DGCNN, PointNet, PointNet,
and MS-DGCNN identify the ball point
cloud: (a) DGCNN, (b) PointNet, (c) PointNet++, and (d) MS-DGCNN.As can be seen from Figure , the EBCPs corresponding to DGCNN, PointNet,
PointNet++,
and MS-DGCNN are 0.144, 0.629, 0.581, and 0.098 respectively, and
MS-DGCNN obtains the minimum EBCP. This is because, on the one hand,
MS-DGCNN solves the problem that some local features of point cloud
extracted by edge convolution under a single K value
will be missing and some will be redundant. On the other hand, edge
convolution can extract local feature of point cloud at a deeper and
more level under a variety of K values. In addition,
MS-DGCNN solves the problem of information loss when DGCNN, PointNet,
and PointNet++ extract the global feature of point cloud in the coal
mine working face. Therefore, the MS-DGCNN we have proposed and constructed
can better extract the global and local features in point cloud data
and achieve better performance. More importantly, this research reflects
the practical application value of the MS-DGCNN we have constructed.
The MS-DGCNN we proposed can more accurately identify the point cloud
of the ball in the point cloud of the coal mine working face, which
provides a solid foundation for the geometric feature identification
in the environmental perception of the coal mine working face.Finally, it is remarkable that the inspection robot installed with
LiDAR has vibration and shaking, as well as collecting the point cloud
of coal mine working face, coupled with the influence of adverse factors,
such as coal dust and water mist on coal mine working face and so
on. The geometry point cloud training set in this study is generated
for the ball point cloud of coal mine working face. At the same time,
our proposed method is also aiming at the point cloud of coal mine
working face. Therefore, although the method we proposed in this study
can identify the target geometry (ball) in the point cloud of coal
mine working face, we need to consider how this method can identify
the target geometry in other point cloud scenes.
Conclusions
Based on our previous work, MS-DGCNN (integrating multiscale edge
convolution and MA-pooling) is proposed for the first time to identify
the geometric feature of point cloud in coal mine working face. The
main conclusions of this study are as follows: (1) We use multiscale
edge convolution, which not only overcomes the defect that the local
feature of point cloud extracted by single-scale edge convolution
will be missing or be redundant but also extracts the local feature
representation of point cloud deeper and richer from multiple angles
so that MS-DGCNN can obtain more powerful feature expression ability.

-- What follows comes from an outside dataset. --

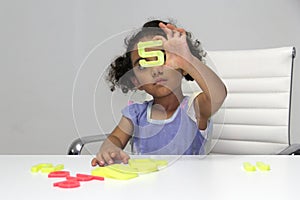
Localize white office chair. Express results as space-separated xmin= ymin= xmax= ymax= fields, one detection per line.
xmin=68 ymin=47 xmax=300 ymax=155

(2) Average-pooling is a pooling operation that takes into account
each feature in the point cloud. We proposed a method combining max-pooling
and average-pooling (MA-pooling) to extract the global feature of
point cloud, and we took MA-pooling as the symmetry function of MS-DGCNN.

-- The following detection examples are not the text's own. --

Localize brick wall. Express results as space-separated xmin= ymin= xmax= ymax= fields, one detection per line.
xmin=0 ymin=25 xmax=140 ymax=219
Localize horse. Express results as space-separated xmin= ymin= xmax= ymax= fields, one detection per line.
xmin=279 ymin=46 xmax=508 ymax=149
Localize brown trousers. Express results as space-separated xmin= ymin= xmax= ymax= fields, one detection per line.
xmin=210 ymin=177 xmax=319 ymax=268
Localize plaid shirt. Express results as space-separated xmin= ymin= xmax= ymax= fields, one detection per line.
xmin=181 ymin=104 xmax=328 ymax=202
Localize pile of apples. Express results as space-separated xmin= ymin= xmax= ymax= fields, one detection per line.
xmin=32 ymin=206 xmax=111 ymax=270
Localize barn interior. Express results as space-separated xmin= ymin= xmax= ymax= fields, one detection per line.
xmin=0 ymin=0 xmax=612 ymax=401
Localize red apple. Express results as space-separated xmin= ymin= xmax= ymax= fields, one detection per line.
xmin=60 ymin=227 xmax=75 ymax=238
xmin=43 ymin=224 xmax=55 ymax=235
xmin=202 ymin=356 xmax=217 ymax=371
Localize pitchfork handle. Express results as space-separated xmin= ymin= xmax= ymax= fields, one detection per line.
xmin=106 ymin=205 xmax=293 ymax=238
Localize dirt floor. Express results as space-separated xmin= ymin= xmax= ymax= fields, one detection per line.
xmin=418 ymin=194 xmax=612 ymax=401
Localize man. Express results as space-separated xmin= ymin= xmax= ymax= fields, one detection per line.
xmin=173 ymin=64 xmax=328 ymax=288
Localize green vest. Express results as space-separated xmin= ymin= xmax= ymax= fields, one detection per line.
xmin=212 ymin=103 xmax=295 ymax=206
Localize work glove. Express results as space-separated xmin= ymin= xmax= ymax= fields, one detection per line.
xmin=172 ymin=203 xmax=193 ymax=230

This achievement not only meets the displacement invariance of point
cloud but also makes up for the loss of certain global feature information
of point cloud caused by using max-pooling alone. (3) We have used
MS-DGCNN, DGCNN, PointNet, and PointNet++ to extract the feature of
various geometric point clouds and identify the target geometry in
the large-scale point cloud of coal mine working face (in this study,
we take the ball as an example). MS-DGCNN has obtained the best effect,
which fully explains the powerful feature expression ability and generalization
performance of MS-DGCNN. The lack of accurate environmental perception
ability of coal mine working face has always been one of the important
factors hindering the development of transparency of working face.
This study provides a solid foundation for geometric feature identification
in the environmental perception of coal mine working face and makes
a beneficial exploration on promoting the development of transparency
of working face. Most importantly, this study innovates the research
method of environmental perception of coal mine working face.